I do know that if I lived in a trailer and had no good options for shelter in my immediate neighborhood, I would choose to drive away if a tornado had its sights set on me. I have, in fact, been in a similar situation once before. When I lived in Knoxville, TN, I was on the top floor of a low-rise apartment building. The complex was itself a death trap in a strong tornado; there were no interior hallways or even public interior rooms on the first floor, just a dogtrot-type open passage between private apartments. The closest thing the complex had to a public shelter was the laundry facility about a quarter of a mile away across a field of grass. When a tornado was reported to be in the Knoxville area, I was fully aware of my situation, and I quickly decided that if it looked like it would bull’s-eye my part of town, I would be heading due south on the roads. (The tornado dissipated before it reached the area, so I did not have to put this plan into action, fortunately.)
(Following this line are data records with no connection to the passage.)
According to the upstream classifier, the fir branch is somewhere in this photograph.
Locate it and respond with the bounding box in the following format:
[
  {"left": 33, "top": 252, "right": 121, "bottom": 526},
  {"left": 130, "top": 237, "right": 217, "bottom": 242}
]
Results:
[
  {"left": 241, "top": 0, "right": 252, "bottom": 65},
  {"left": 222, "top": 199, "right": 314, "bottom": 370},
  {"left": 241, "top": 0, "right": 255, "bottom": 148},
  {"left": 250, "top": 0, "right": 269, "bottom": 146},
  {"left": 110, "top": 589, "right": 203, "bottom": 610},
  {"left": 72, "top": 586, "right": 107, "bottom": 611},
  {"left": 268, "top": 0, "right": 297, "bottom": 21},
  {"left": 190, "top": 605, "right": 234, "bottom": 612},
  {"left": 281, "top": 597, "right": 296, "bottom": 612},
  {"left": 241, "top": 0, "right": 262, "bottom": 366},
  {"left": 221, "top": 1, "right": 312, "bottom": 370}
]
But would I recommend driving out of the tornado’s path to everyone? Absolutely not. Though I don’t have meteorological training, I am confident enough in my spotting abilities that I think I would be able to tell where the storm was going, and I’d be able to plot my own course based on that. Most people don’t make a hobby of studying severe weather. And, indeed, the path of a tornado is not the only thing one should account for while driving. Familiarity with the structure of a thunderstorm is very helpful, because otherwise one could drive into a barrage of windshield-busting hail or 80 mph straight-line winds. This is not “general knowledge” and I think it’s absurd to expect the average citizen to know all about supercell storms. “Tornado Alley” is, to be strictly correct, not just the Plains; it encompasses much of the Southeast and the Ohio Valley as well. Expecting the greater part of the Eastern U.S. population to know what storm spotters and storm chasers know is unreasonable.

I don’t know what the solution is to the mobile home fatality problem. Ideally, I’d like for the government to provide vouchers or significant tax write-offs for families that invest in a tornado shelter, but I seriously doubt that the voucher idea will come to pass in the current financial climate. The government couldn’t even run a $40 DTV voucher program without running out of money, let alone a $2000 one.

I do think that mobile home residents east of the Rockies should invest in a weather radio so that they can hear about nighttime events. These are cheap. However, I doubt that the deaths in Lone Grove yesterday were associated with a lack of awareness. The tornado did strike at night, but it was around 7:45, a time when most people are probably still awake. The shelter issue is the big one.

My recommendations are free and come with no guarantee of anything. I’m not even a professional structural engineer. I’m just an amateur who has studied severe weather and has had some personal experience with it. That said, the best advice I can offer mobile home residents who have no storm shelter is to pick a relatively sturdy public building in reasonable driving distance, such as a library, and make plans to head to it in bad weather. AVOID highway overpasses; it is a myth that they provide any safety at all, and indeed, people have died attempting to take “shelter” under them.

This does not address the issue of night events, when most such buildings would be closed. For that I can’t offer any solutions other than the old canard of “get out and head for a ditch.” That, however, might work. In the F5 tornado of May 3, 1999, some trailer residents survived a direct strike by getting inside a large culvert and blocking the entrance from debris. I still think it’s a risky gamble to take, but the odds must be better than they would be for staying inside a trailer.

I hope that someday the problem of low-income housing will be properly addressed. It’s disgusting to me that people should be expected to take chances on their lives by lying in a ditch—that this really is the best solution available to people who, for whatever reason, live in mobile homes. But until a real solution arrives, that seems to be how it is.